本体の画面やボタンも使いたいならeRemote6
スマートフォンからの操作に加えて、本体でも温度や湿度を確認したい場合は、eRemote6が候補です。
液晶画面と物理ボタンがあるため、スマートフォンの操作に慣れていない家族がいる家庭でも使いやすくなっています。
赤外線の通信距離が長い点も、広めの部屋では選ぶ理由になります。
まとめ
スマート機能のないエアコンでも、赤外線リモコン式であれば、スマートリモコンを使って外出先から操作できる可能性があります。
Echoなどのスマートスピーカーは必須ではありません。スマートフォンの画面から操作する場合は、スマートリモコンと自宅のWi-Fi環境があれば利用できます。
今回比較した5商品は、それぞれ次のような人に向いています。
・機能のバランスを重視するならSwitchBot ハブ2
・エアコンの遠隔操作だけならSwitchBot ハブミニ
・価格を抑えてシンプルに始めるならNature Remo nano
・温度や湿度、節電機能を重視するならNature Remo Lapis
・液晶画面や本体ボタンを重視するならLinkJapan eRemote6
帰宅前にエアコンをつけることだけが目的なら、温湿度センサーのないSwitchBot ハブミニやNature Remo nanoでも十分です。
一方、猛暑の日に使うことを考えると、外出先から部屋の温度を確認できるモデルのほうが、冷房を入れるタイミングを判断しやすくなります。
スマートフォンを中心に使うならSwitchBot ハブ2やNature Remo Lapis、本体の画面やボタンも使いたいならLinkJapan eRemote6が候補です。

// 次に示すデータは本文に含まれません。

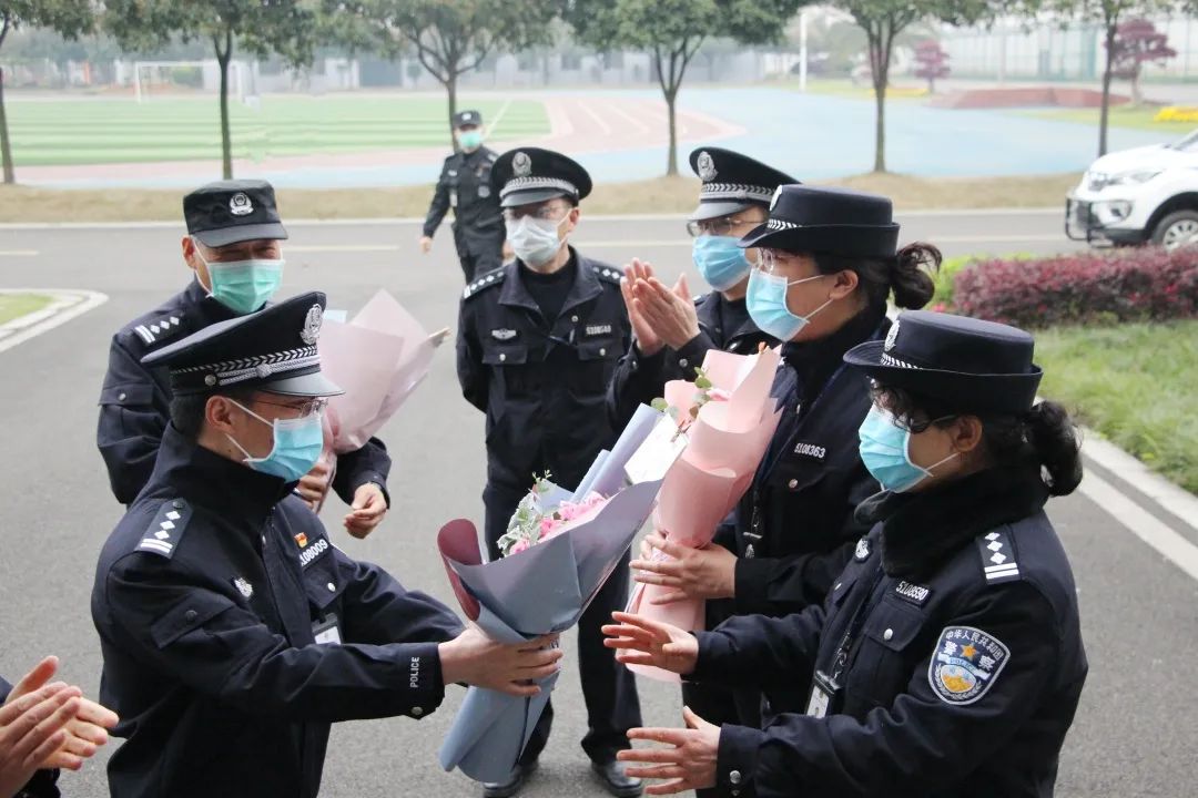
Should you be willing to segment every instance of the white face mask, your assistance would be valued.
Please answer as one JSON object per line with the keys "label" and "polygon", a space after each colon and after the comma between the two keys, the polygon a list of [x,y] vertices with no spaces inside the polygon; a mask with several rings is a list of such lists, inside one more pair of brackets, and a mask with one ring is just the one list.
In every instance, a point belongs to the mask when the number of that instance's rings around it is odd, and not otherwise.
{"label": "white face mask", "polygon": [[[567,217],[568,219],[569,217]],[[508,240],[512,250],[526,266],[537,268],[545,266],[557,255],[557,250],[565,243],[565,238],[558,238],[557,231],[565,223],[551,219],[537,219],[527,215],[507,223]]]}

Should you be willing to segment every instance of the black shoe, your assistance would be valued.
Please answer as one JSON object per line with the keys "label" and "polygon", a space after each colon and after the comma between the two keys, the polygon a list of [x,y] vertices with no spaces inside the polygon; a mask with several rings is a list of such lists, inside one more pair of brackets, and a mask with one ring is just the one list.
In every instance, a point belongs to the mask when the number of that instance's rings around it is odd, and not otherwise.
{"label": "black shoe", "polygon": [[603,788],[616,796],[616,798],[636,798],[645,791],[640,779],[633,779],[624,773],[624,765],[612,760],[611,762],[592,762],[591,769],[599,776]]}
{"label": "black shoe", "polygon": [[516,765],[516,769],[512,772],[512,778],[507,781],[503,781],[502,784],[484,784],[483,798],[512,798],[512,796],[520,792],[520,788],[524,787],[528,776],[536,772],[537,760],[533,760],[527,765]]}

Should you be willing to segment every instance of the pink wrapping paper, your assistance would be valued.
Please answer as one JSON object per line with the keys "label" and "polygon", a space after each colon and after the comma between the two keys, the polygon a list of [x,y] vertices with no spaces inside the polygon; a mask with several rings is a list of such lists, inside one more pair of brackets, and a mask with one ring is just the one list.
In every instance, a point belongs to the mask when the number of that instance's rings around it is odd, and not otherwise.
{"label": "pink wrapping paper", "polygon": [[[757,355],[708,352],[703,371],[715,388],[731,396],[726,402],[708,402],[700,408],[686,431],[686,449],[666,473],[654,528],[667,540],[690,548],[707,546],[715,528],[749,489],[781,416],[769,395],[779,357],[773,349]],[[692,383],[680,380],[665,388],[666,401],[679,409],[680,419],[689,418],[697,392]],[[655,552],[654,559],[668,558]],[[683,629],[702,629],[706,602],[652,603],[667,592],[670,589],[639,583],[628,611]],[[657,668],[629,665],[629,669],[664,682],[680,681],[677,674]]]}

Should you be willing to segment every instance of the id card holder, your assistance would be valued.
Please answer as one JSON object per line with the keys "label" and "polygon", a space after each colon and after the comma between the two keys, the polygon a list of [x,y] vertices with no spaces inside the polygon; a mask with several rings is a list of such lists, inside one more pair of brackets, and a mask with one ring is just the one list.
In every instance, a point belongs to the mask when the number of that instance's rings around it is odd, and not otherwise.
{"label": "id card holder", "polygon": [[811,682],[811,700],[807,701],[806,714],[812,718],[827,718],[840,694],[840,686],[823,671],[816,671]]}
{"label": "id card holder", "polygon": [[311,636],[317,644],[340,645],[341,629],[337,626],[337,615],[329,614],[311,625]]}

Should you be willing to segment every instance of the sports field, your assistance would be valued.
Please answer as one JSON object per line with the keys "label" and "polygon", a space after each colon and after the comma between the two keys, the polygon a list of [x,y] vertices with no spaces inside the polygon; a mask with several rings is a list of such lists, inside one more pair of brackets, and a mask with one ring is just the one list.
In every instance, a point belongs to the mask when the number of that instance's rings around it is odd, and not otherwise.
{"label": "sports field", "polygon": [[[549,133],[537,99],[459,100],[494,124],[492,141]],[[216,96],[133,99],[10,99],[13,160],[22,166],[208,160],[220,157]],[[230,100],[232,157],[253,160],[448,145],[447,103],[434,97],[266,96]]]}

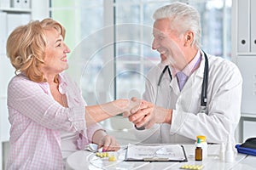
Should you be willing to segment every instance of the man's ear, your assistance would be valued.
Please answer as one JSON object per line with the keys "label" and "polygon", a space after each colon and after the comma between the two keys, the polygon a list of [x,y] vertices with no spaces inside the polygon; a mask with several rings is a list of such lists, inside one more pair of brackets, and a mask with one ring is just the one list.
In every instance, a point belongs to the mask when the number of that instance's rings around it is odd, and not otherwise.
{"label": "man's ear", "polygon": [[186,47],[192,46],[192,42],[194,40],[194,32],[191,31],[187,31],[184,35],[184,38],[185,38],[184,46]]}

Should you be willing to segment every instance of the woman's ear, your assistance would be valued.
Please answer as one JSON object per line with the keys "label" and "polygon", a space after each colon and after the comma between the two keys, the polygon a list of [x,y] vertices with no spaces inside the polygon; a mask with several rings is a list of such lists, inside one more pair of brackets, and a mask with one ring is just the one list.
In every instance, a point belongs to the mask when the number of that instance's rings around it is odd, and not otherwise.
{"label": "woman's ear", "polygon": [[193,42],[193,40],[194,40],[194,32],[191,31],[187,31],[185,33],[184,38],[185,38],[184,45],[186,47],[192,46],[192,42]]}

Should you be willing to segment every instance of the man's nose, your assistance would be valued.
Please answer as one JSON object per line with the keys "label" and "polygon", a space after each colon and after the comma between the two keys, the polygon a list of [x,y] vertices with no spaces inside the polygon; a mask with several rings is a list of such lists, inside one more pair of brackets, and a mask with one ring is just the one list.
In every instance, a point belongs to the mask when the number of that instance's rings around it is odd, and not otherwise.
{"label": "man's nose", "polygon": [[153,42],[152,42],[152,49],[155,50],[159,48],[159,43],[156,41],[155,38],[154,38]]}

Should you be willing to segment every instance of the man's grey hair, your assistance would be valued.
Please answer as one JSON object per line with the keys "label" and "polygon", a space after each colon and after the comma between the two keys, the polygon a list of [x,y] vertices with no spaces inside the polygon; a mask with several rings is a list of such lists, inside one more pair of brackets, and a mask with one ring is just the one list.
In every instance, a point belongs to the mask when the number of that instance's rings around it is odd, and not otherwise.
{"label": "man's grey hair", "polygon": [[172,20],[170,28],[177,31],[179,35],[188,31],[194,32],[192,45],[201,47],[201,17],[197,9],[183,3],[172,3],[158,8],[153,15],[154,20],[168,18]]}

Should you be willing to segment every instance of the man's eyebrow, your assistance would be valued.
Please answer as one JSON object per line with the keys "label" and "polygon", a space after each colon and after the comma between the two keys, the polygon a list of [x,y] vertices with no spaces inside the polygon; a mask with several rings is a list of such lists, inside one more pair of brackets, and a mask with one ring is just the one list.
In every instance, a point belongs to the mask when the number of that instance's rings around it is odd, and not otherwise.
{"label": "man's eyebrow", "polygon": [[55,43],[58,43],[59,42],[61,42],[61,41],[62,41],[62,39],[60,37],[60,38],[56,39]]}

今回の目的では、温度と湿度を確認でき、対応するエアコンでは純正リモコンとの状態のずれも抑えやすいSwitchBot ハブ2が第一候補です。
ただし、帰宅前にエアコンをつける機能だけが必要なら、ハブミニやNature Remo nanoを選んだほうが購入費用を抑えられます。
短時間の外出ではエアコンをつけたままにし、仕事などで長時間留守にする日は一度切って、帰宅前にスマートリモコンから冷房を入れる使い方が現実的です。
エアコンを買い替えなくても、スマートリモコンを追加するだけで、暑い部屋へ帰宅する負担を少し減らせそうです。